The Cow Green Reservoir was built between 1967 and 1971 after protests to prevent its creation had failed. The reservoir provides a constant supply of water to the thirsty industries of Teesside, more than 50 miles (80km) away. Moreover, when at full capacity, it holds 9000 million gallons (41,000 million litres). The dam is 1875 feet (571m) long and 82 feet (25m) high. Before the reservoir's construction, the course of the river Tees made a giant crescent, known as ‘The Weel’, where it gathered force before plummeting down the spectacular staircase of Cauldron Snout.
The route from Weelhead Sike provides sweeping views across the valley to Chapelfell Top and Fendrith Fell, helping to compensate for the somewhat hard surface underfoot. To the right is the wild heather moorland of Widdybank Fell. Furthermore, during the spring and early summer, you may see the golden plover, easy to identify by its golden-brown back with black speckles and a black belly.

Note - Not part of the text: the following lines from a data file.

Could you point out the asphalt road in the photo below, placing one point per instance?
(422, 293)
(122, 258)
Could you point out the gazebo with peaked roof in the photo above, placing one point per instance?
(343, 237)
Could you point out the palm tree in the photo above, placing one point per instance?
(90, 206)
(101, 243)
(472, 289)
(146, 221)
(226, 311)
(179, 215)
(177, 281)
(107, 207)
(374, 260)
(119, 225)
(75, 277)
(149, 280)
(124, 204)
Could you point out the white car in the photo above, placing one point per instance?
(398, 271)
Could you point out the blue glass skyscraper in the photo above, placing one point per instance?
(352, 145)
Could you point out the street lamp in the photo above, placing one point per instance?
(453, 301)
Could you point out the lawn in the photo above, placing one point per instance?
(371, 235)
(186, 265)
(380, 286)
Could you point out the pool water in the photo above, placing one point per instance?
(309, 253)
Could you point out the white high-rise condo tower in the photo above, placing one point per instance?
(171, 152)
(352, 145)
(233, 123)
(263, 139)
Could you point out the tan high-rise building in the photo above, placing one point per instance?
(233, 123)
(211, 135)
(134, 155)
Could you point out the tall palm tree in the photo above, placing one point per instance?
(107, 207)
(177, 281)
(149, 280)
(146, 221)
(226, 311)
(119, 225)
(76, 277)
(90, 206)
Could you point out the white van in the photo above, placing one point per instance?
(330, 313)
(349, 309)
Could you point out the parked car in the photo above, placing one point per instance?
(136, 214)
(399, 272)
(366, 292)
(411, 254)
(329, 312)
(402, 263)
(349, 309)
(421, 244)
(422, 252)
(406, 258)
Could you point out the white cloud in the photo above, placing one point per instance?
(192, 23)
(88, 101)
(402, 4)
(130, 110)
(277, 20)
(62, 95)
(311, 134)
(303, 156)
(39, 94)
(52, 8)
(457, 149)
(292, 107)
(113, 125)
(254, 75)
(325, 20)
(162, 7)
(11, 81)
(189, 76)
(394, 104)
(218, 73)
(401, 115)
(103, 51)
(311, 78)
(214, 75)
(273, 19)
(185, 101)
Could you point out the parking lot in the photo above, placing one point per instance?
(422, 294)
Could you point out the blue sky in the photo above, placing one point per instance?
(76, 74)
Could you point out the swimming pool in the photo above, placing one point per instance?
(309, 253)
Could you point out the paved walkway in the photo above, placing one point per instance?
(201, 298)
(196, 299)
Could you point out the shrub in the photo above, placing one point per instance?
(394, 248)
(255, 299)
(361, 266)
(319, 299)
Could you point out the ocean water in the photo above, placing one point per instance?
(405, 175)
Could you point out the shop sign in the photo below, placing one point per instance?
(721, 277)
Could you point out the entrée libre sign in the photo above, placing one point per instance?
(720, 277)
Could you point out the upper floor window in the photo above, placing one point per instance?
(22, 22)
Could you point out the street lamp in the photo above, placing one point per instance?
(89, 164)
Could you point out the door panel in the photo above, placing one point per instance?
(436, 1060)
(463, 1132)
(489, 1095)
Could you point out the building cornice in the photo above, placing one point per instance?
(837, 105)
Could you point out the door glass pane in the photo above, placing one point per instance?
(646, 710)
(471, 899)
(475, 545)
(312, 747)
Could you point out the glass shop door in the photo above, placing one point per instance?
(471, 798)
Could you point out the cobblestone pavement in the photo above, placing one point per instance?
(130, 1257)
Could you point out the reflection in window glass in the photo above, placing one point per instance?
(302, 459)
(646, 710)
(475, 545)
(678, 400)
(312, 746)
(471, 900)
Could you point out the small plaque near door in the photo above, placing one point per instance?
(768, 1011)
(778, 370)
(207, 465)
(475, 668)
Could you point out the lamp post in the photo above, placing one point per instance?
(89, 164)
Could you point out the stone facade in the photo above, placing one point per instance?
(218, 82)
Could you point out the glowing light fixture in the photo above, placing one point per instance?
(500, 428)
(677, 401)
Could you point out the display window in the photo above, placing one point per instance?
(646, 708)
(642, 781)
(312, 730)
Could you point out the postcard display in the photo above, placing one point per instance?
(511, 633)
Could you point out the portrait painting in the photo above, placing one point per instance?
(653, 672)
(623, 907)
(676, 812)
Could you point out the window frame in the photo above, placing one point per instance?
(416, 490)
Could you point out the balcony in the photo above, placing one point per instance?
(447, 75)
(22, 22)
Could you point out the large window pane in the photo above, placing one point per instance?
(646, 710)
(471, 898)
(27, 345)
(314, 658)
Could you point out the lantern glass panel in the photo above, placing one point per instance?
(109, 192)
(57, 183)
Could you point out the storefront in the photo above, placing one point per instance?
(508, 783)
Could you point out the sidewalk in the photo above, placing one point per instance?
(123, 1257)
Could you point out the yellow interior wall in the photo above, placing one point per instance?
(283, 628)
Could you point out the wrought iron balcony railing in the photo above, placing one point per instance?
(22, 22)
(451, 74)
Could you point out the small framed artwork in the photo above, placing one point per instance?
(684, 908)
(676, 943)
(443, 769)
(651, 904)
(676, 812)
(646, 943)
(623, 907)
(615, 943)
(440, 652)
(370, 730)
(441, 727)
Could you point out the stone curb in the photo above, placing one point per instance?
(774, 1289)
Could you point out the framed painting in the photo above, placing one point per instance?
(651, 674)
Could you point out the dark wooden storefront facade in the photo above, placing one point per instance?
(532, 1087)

Other birds such as curlew, lapwing, meadow pipit and skylark are also common during the breeding season.
Leaving the road, we follow a clear track to Widdybank Farm, and the prominent outcrop of Cronkley Scar comes into view. In the mid-nineteenth century, an area of shale found in the rocks at Cronkley Scar proved to be suitable for making pencils. Subsequently, a pencil mill opened nearby which operated until 1899. The pencils, known locally as ‘widdies’, were made by grinding the shale into a powder and then compressing it into moulds.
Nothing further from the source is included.